Tuesday 1 September 2026London --:--Frankfurt --:--Zurich --:--
France

Read in English

Lire en français

USA lädt russischen Finanzminister zum G20 ein, löst europäische Empörung aus

Die Anwesenheit des russischen Finanzministers bei den G20-Finanzgesprächen in North Carolina hat scharfe Kritik aus Europa hervorgerufen und könnte die transatlantische Koordination neu gestalten.

By
US draws European pushback with Russia G20 finance invite

Anton Siluanov erschien persönlich zur Eröffnung des Treffens der G20-Finanzminister und Zentralbankgouverneure in Asheville, North Carolina, am Montag und traf sich mit Scott Bessent, dem US-Finanzminister. Die Einladung, ausgesprochen, während die Vereinigten Staaten die rotierende G20‑Präsidentschaft innehaben, hat bei europäischen Führungskräften, die nach der Invasion der Ukraine im Jahr 2022 Moskau isolieren wollen, Frustration ausgelöst.

Europäische Gegenreaktion

Deutsche Finanzminister Lars Klingbeil sagte gegenüber Reportern, er hätte eine klare US‑Position bevorzugt, dass der russische Beamte nicht als regulärer Gast behandelt wird. „Die Anwesenheit des russischen Finanzministers hier sendet ein Signal, das ich beunruhigend finde“, sagte er und fügte hinzu, dass er sich geweigert habe, für ein gemeinsames Foto mit Siluanov zu posieren.

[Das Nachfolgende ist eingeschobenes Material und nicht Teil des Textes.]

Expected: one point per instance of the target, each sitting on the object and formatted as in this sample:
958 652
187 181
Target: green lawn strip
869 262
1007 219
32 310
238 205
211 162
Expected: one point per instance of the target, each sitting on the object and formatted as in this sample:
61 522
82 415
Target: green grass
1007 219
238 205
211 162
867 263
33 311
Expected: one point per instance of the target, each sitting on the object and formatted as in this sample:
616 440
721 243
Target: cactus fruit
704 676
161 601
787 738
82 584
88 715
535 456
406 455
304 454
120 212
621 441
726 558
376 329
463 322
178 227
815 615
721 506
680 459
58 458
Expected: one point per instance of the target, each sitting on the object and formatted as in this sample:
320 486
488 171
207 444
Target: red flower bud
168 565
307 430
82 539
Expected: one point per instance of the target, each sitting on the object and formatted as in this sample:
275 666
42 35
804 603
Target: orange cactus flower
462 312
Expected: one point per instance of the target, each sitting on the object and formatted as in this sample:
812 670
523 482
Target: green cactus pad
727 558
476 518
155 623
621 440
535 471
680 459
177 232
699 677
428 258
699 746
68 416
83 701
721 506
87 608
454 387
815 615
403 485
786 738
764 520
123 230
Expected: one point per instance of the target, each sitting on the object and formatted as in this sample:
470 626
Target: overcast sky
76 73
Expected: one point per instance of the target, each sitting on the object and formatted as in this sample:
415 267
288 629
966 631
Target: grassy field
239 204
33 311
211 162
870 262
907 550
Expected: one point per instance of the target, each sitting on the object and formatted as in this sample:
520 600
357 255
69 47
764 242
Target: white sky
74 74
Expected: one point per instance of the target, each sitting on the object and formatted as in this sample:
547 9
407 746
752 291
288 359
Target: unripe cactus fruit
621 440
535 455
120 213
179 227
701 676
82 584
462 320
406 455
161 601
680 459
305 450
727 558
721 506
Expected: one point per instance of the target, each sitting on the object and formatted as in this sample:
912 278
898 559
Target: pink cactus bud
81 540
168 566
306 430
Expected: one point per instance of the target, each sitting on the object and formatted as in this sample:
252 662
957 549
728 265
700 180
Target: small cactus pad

Die Europäische Union wiederholte diese Haltung, erklärte, sie werde nicht in einem Gruppenfoto mit Siluanov erscheinen und werde weiterhin darauf drängen, dass der Iran destabilisierende Aktivitäten durch von den USA geführten wirtschaftlichen Druck beendet.

US‑Agenda und Ausblick

Präsident Donald Trump wischte die Kontroverse beiseite und sagte, die Vereinigten Staaten würden es bevorzugen, „mit allen auszukommen“, und dass dieser Ansatz zu seinem Erfolg beitrage. Der Sprecher des Weißen Hauses, Kush Desai, fügte hinzu, dass die Regierung mit Russland an einem Abkommen arbeite, um das „endlose Blutvergießen“ in der Ukraine zu beenden, betonte jedoch, dass jegliche wirtschaftliche Entlastung von der Beendigung des Krieges abhängig sei.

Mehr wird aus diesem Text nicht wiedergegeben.